Maybe Hit and Miss versus Hot Bulb have crossed each other. I know I managed to mix em up when pondering these engines. :

Best Regards
Bob


----------



## cfellows (Nov 11, 2010)

To burn any kind of heavier fuel like vegetable oil, turpentine, kerosene, diesel fuel, etc., requires vaporizing the fuel before it will ignite. In modern diesels, this is accomplished by injecting a thin stream of diesel fuel into air that is superheated in the combustion chamber by extreme compression.  Although I have found two examples of model, injected diesel engines running on youtube, they are scarce and virtually no informaton is available for them

In earlier engines, a bulb or tube was superheated by an external flame, at least to get it started. Fuel was injected or drawn into the heated bulb or tube and vaporized during the intake stroke. On the compression stroke, air was forced into the bulb or past the tube and combined with the vaporized fuel to ignite the mixture. Once the engine was running, engine combustion would keep the bulb or tube hot and the external flame could be removed.

The short answer to your question is that I have been unable to find any plans for hot tube or hot bulb engines currently available, even though I have been looking for some months now. There are recent examples of casting kits for engines that run on hot tube ignition, but are not currently available. A hit and miss version of a hot tube engine requires a constant external flame since the combustion cycles are too far apart to keep the hot tube hot. There are a few working models of hot tube engines built by individuals that burn kerosene or turpentine, but there are no plans available for them. I have not seen any models that burn vegetable oil.

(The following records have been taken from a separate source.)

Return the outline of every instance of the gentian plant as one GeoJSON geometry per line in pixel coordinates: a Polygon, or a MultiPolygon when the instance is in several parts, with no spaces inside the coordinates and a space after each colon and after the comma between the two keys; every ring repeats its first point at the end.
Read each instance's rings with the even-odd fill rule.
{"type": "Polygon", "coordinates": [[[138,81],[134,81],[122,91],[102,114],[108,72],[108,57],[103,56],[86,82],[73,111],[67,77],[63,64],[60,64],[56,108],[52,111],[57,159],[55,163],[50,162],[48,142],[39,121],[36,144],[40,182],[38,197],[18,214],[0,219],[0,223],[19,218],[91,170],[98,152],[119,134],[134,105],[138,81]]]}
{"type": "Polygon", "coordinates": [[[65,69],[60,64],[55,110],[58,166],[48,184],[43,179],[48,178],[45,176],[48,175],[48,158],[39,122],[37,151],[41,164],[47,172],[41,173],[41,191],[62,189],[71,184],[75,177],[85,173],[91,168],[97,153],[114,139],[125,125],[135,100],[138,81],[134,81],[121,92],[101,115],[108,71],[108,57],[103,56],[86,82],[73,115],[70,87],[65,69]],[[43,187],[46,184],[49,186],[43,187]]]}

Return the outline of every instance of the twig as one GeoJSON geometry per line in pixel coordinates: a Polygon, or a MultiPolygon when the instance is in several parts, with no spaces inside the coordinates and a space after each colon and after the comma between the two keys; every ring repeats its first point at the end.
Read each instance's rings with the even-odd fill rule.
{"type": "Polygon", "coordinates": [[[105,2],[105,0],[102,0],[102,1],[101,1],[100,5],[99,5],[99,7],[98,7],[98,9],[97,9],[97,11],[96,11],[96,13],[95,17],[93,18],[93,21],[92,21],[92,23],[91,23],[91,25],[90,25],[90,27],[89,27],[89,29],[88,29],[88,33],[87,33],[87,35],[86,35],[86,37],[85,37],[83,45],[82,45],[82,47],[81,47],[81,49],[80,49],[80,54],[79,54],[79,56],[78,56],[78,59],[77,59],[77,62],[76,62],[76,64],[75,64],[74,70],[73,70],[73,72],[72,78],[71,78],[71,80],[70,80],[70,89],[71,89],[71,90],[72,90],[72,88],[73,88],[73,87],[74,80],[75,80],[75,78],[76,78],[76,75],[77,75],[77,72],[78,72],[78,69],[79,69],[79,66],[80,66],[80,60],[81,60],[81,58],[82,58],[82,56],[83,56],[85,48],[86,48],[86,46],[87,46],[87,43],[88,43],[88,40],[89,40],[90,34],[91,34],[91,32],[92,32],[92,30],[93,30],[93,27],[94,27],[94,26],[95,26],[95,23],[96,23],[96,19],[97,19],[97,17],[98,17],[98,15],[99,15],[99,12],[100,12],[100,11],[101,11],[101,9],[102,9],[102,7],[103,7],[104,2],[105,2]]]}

Looks like this is your chance to break new ground!  

Chuck


----------



## dparker (Nov 11, 2010)

Hello All: Some of the old farm engines with a water hopper for cooling would run on kerosene. The carburetor had a bowl or pot probably a pint or less capacity, which held gasoline to start the engine and when it was warmed up you could switch over to the kerosene in the fuel tank. There was even some of the old single cylinder farm engines that had a water injection system to inhibit engine knock when they were warm and loaded running some machinery. Many many innovative ideas were tried in the early days of "gasoline engines".
A good indepth book on IC engines is "INTERNAL FIRE". 
don


----------



## Brian Rupnow (Nov 11, 2010)

One post to his credit and no responses---Wonder if it was a troll???


----------